Clouds, vegetation, watercolor, turbidity, and seasonal variability make optical imagery inconsistent.
This is where SAR (Synthetic Aperture Radar) and deep learning provide a major advantage.
🤖 A New Hybrid Method
Our study introduces a new approach that integrates:
1️⃣ DeepLabV3 – A State‑of‑the‑Art Deep Learning Model
DeepLabV3 is a powerful semantic segmentation model that can extract water bodies from Sentinel‑1A SAR imagery even when:
- Clouds block optical sensors
- The terrain is complex
- Traditional thresholding fails
The model provides a clean and accurate water mask, which is the foundation for all subsequent measurements.
2️⃣ Medial Axis Transform (MAT) – Precision Geometry
Once the river boundaries are extracted, the Medial Axis Transform:
- Finds the geometric centerline
- Computes the distance to the riverbanks
- Estimates water surface width
- Preserves complex curvature information
This produces a continuous river centerline and precise width measurements — essential for analyzing river planform dynamics.
📌 Study Areas
We tested this approach in multiple river systems across the Southeastern United States, including:
- Sipsey River (unregulated)
- Coosa River (regulated)
- Tennessee River (large, engineered system)
These sites represent a wide range of morphological and hydrological conditions.
📈 Key Findings
- DeepLabV3 performed consistently in diverse flows, seasons, and river types.
- MAT generated smooth, accurate centerlines, even for highly sinuous reaches.
- The workflow successfully estimated river widths at high spatial consistency.
- SAR‑based analysis captured changes invisible in optical imagery.

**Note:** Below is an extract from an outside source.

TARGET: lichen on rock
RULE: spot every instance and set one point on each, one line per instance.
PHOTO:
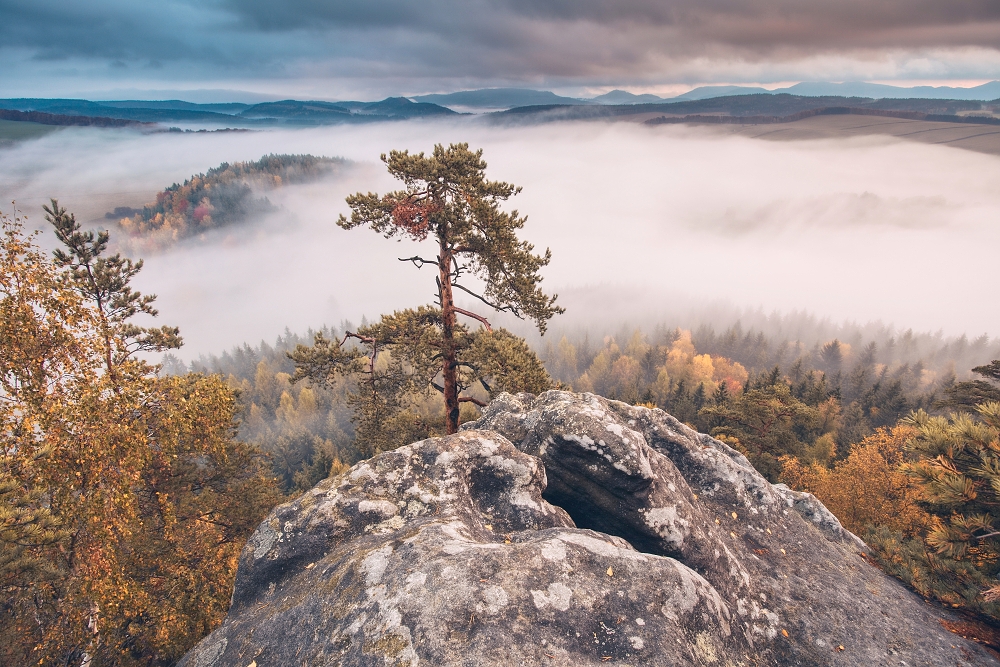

- The pipeline is fully reproducible and scalable for large river systems.
🧩 Why This Matters
This hybrid approach improves river monitoring by offering:
✔ Reliable measurements under clouds and floods
✔ Automated, repeatable analysis across large regions
✔ Better quantification of geomorphic change
✔ New tools for hydrologists, geomorphologists, and remote sensing scientists
The method can support:
- Flood early‑warning systems
- Dam impact assessment
- River migration prediction models
- Machine learning–based river classifications
- Climate‑driven water resource studies
🔬 Conclusion
This research shows that combining deep learning with geometric transforms is a powerful way to map rivers more accurately than ever before.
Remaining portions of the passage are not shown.